Automatically Converting HTML to PDF on Mac
It’s amazing just how difficult it can be to automatically render HTML files to lightweight PDF documents. After a lot of frustration, I found a welcome solution in the URL2PDF utility.
I like using simple text-based formats (like Markdown and HTML) to write up documentation and guides, rather than anything fancy like ePub. It’s more transportable, more transformable, and plays nicely with version control. End users, however, often prefer nicely formatted PDF guides.
The easiest way to generate an accurate PDF representation of a HTML document is to open it up in a browser and use the in-built “Print to PDF” option - but this isn’t particularly scalable and doesn’t gel well when you’d like to automate your documentation build process.
Finding a way to automate this conversion might seem like a pretty straightforward task - but I really struggled to find much that was suitable. I was after a simple command-line solution that I could drop into a Makefile build process and be done with it, but every solution I came across seemed to have problems. Here are a few things I tried:
wkhtml2pdf
The “de facto” command line utility for rendering HTML to PDF. It does render accurately - but does so by rendering pages as images inside the PDF! So, you get massive file sizes with none of the standard interactivity of PDFs (text selection, links, etc).
html2pdf
Another solution that’s been around for a while that uses FPDF and PHP. Another non-ideal solution with parsing problems and large file output sizes.
Automator / Applescript
I tried hacking together an “open page, Print as PDF” solution using OS X’s Automator (and when that failed, writing something more low-level in AppleScript), but all solutions suggested seemed very hacky (“click button 1 of dialog 2 of window 1 of window 2”) and running an Automator task isn’t exactly what you’d call a “command-line” process.

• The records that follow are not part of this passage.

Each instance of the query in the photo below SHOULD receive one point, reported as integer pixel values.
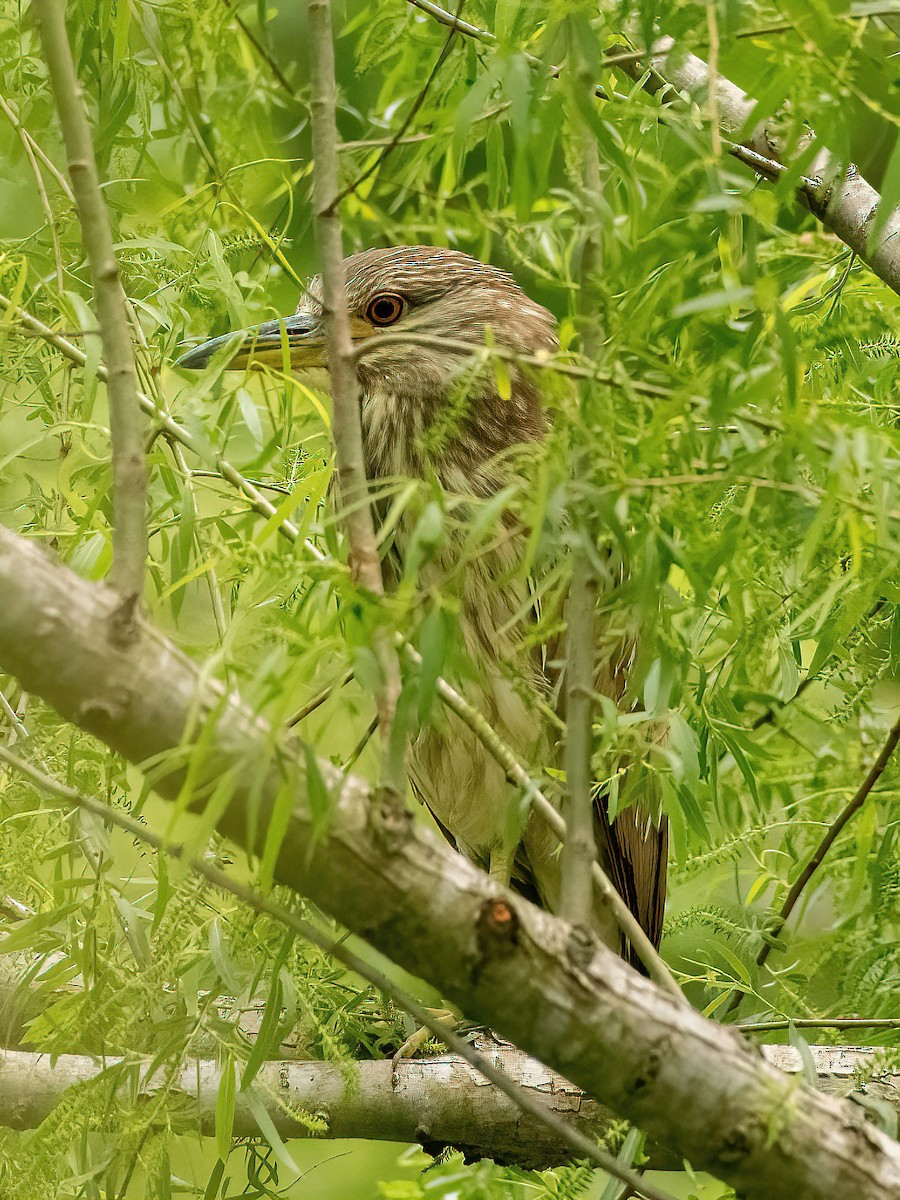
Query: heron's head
(413, 289)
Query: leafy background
(754, 497)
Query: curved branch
(571, 1002)
(835, 191)
(438, 1102)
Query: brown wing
(636, 845)
(636, 841)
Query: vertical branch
(125, 420)
(347, 429)
(579, 847)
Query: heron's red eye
(384, 310)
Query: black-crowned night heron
(408, 391)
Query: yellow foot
(414, 1043)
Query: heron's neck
(430, 433)
(467, 453)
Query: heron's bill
(298, 340)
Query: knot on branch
(497, 929)
(390, 821)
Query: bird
(486, 431)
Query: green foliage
(751, 496)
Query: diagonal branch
(689, 1083)
(835, 193)
(834, 190)
(467, 713)
(125, 424)
(525, 1102)
(834, 829)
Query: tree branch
(346, 421)
(826, 844)
(837, 193)
(449, 695)
(169, 427)
(125, 424)
(580, 846)
(438, 1102)
(689, 1083)
(522, 1099)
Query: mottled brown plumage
(409, 394)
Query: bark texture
(693, 1085)
(436, 1102)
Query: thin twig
(841, 1023)
(847, 207)
(125, 423)
(318, 701)
(169, 427)
(262, 51)
(339, 949)
(580, 845)
(28, 145)
(346, 419)
(826, 844)
(407, 120)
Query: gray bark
(693, 1085)
(436, 1102)
(835, 191)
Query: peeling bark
(691, 1084)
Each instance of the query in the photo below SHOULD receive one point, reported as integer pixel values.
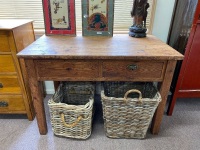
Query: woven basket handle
(70, 125)
(132, 91)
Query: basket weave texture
(126, 114)
(71, 109)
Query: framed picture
(97, 16)
(59, 17)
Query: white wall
(163, 15)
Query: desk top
(120, 46)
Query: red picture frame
(59, 17)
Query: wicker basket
(71, 110)
(128, 117)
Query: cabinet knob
(132, 67)
(3, 104)
(1, 85)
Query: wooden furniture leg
(164, 91)
(37, 96)
(56, 84)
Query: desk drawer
(6, 64)
(9, 103)
(130, 70)
(9, 85)
(4, 41)
(66, 69)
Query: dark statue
(139, 15)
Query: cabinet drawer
(9, 85)
(6, 64)
(70, 69)
(133, 70)
(4, 41)
(11, 103)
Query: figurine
(139, 15)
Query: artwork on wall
(139, 14)
(59, 17)
(97, 16)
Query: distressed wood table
(117, 58)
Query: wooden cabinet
(15, 96)
(188, 84)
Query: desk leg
(37, 96)
(164, 91)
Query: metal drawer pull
(1, 85)
(3, 104)
(132, 67)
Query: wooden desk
(61, 58)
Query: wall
(163, 15)
(161, 25)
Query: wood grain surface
(120, 46)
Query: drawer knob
(1, 85)
(3, 104)
(132, 67)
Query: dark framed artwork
(97, 17)
(59, 17)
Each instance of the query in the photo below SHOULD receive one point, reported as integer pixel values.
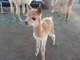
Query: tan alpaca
(17, 3)
(66, 5)
(41, 29)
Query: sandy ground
(18, 43)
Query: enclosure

Finally, in desperation, I stumbled across Scott Garner’s URL2PDF utility. It’s a wrapper around Foundation’s native PDFDownloader
class. It’s simple, open source and works wonders - after building the project and installing, conversion is now just:
url2pdf --url=file:///path/to/local/file.html
URL2PDF is available on GitHub, or if you’d like to tip Scott for this awesome utility, you can grab it here.